The following post provides a summary of the multi-firm review performed by the FCA.
The FCAs Approach
Preliminary PEP Input
The FCA contacted UK 1,000 PEPs, obtaining 65 responses. These responses helped to shape the methodology of the study as well as the firms to be included within it.
Phase 1 - Detalied Data Collection
Data was collected on 36 firms to identify which should be reviewed in more detail. These firms represent over 73% of the UK market share for retail main current accounts and included 12 of the most referenced firms in the 65 responses received from PEPs.
Phase 2 - Assesment of Policies and Procedures
The scope was narrowed to 15 firms with the intention of capturing firms which the FCA expected to perform both well and poorly.
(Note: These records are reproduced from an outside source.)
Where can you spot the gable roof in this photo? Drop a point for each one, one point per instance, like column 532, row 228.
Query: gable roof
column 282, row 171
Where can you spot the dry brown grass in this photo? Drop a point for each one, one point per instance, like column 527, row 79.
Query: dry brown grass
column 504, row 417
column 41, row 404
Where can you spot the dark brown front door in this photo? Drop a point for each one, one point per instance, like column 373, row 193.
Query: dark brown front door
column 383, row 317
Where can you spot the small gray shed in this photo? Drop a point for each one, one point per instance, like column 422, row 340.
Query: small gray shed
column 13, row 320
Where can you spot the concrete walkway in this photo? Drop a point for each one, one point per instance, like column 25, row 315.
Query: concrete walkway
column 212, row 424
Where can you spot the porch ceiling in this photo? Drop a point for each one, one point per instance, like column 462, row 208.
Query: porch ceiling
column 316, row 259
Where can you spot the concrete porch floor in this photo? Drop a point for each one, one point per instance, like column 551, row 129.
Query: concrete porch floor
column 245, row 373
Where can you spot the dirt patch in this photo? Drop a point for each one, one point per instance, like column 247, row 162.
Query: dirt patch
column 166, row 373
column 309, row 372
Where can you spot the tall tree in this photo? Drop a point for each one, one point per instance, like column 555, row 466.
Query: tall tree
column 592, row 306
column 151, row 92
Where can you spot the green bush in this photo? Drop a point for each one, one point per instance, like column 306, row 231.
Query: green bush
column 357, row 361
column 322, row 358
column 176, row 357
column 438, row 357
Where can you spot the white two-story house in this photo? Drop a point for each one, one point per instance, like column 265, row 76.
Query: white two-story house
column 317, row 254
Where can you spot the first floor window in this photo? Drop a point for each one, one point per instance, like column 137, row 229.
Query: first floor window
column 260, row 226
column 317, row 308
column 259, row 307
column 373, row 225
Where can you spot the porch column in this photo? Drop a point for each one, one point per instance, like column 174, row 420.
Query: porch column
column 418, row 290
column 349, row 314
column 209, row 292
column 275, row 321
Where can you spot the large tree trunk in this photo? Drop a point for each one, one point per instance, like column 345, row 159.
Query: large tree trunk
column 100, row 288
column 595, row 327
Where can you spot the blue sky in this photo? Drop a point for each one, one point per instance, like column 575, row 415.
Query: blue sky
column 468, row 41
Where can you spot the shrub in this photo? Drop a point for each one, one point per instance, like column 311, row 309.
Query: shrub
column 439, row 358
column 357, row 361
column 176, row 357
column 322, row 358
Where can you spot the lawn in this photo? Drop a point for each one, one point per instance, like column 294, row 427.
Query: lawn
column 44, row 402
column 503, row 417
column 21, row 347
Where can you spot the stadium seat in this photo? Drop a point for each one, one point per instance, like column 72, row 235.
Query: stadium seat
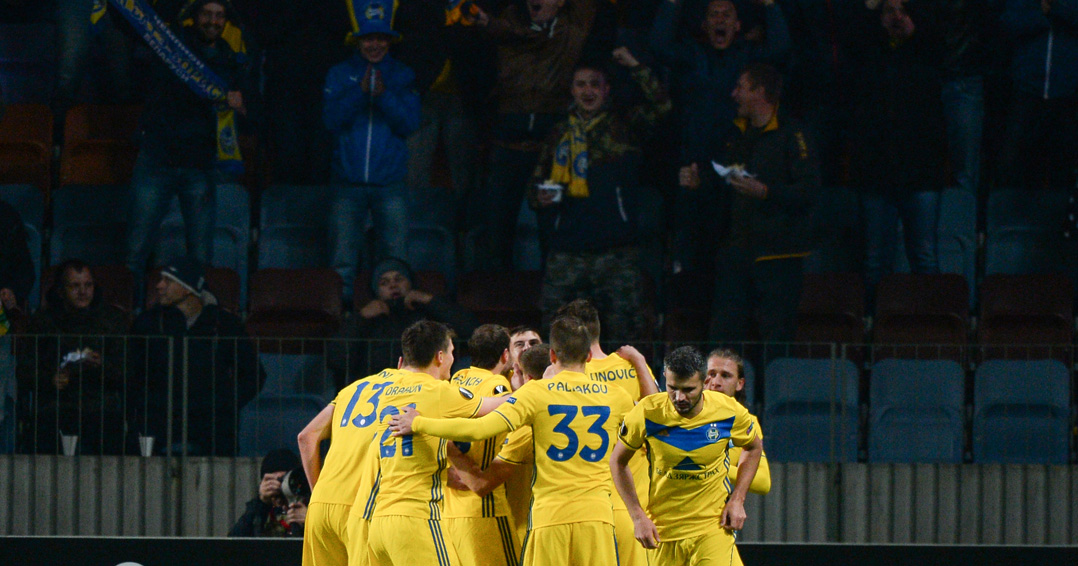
column 922, row 316
column 114, row 281
column 222, row 281
column 956, row 235
column 29, row 202
column 274, row 422
column 294, row 226
column 916, row 410
column 431, row 247
column 831, row 311
column 90, row 223
column 27, row 61
column 811, row 410
column 1026, row 317
column 293, row 304
column 1024, row 232
column 295, row 374
column 99, row 145
column 26, row 145
column 688, row 307
column 501, row 298
column 432, row 283
column 1021, row 412
column 231, row 234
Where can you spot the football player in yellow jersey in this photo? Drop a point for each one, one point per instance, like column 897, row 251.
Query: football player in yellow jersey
column 626, row 369
column 572, row 422
column 726, row 374
column 479, row 525
column 349, row 466
column 513, row 466
column 688, row 431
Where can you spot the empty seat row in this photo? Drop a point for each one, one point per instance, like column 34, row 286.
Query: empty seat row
column 916, row 411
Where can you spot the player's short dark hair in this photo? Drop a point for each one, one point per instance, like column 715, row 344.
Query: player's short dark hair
column 522, row 329
column 486, row 345
column 736, row 358
column 585, row 312
column 422, row 342
column 569, row 340
column 535, row 360
column 765, row 76
column 686, row 362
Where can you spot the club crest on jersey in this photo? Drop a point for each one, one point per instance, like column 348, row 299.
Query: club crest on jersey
column 713, row 431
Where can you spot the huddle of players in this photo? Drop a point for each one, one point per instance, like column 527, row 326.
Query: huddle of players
column 530, row 481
These firms represent 60% of the UK market share for retail main current accounts.
Phase 3 - Customer File Review
5 firms were selected from the 15 in Phase 2 to perform detailed reviews of 40 customer files. This included 30 files for UK PEPs/RCAs and 10 files for overseas PEPs, allowing for comparison of the approach for UK PEPs and foreign n PEPs at each firm. Interviews were held with 3 other firms from the 15.
Key Findings
The FCA concluded that there was room for improvement for all firms in relation to their handling of UK PEPs. However, contrary to concerns raised prior to the review, in most instances firms were not found to apply excessive or disproportionate checks. Additionally, none of the firms would deny providing a product or service to a PEP due to their PEP status alone.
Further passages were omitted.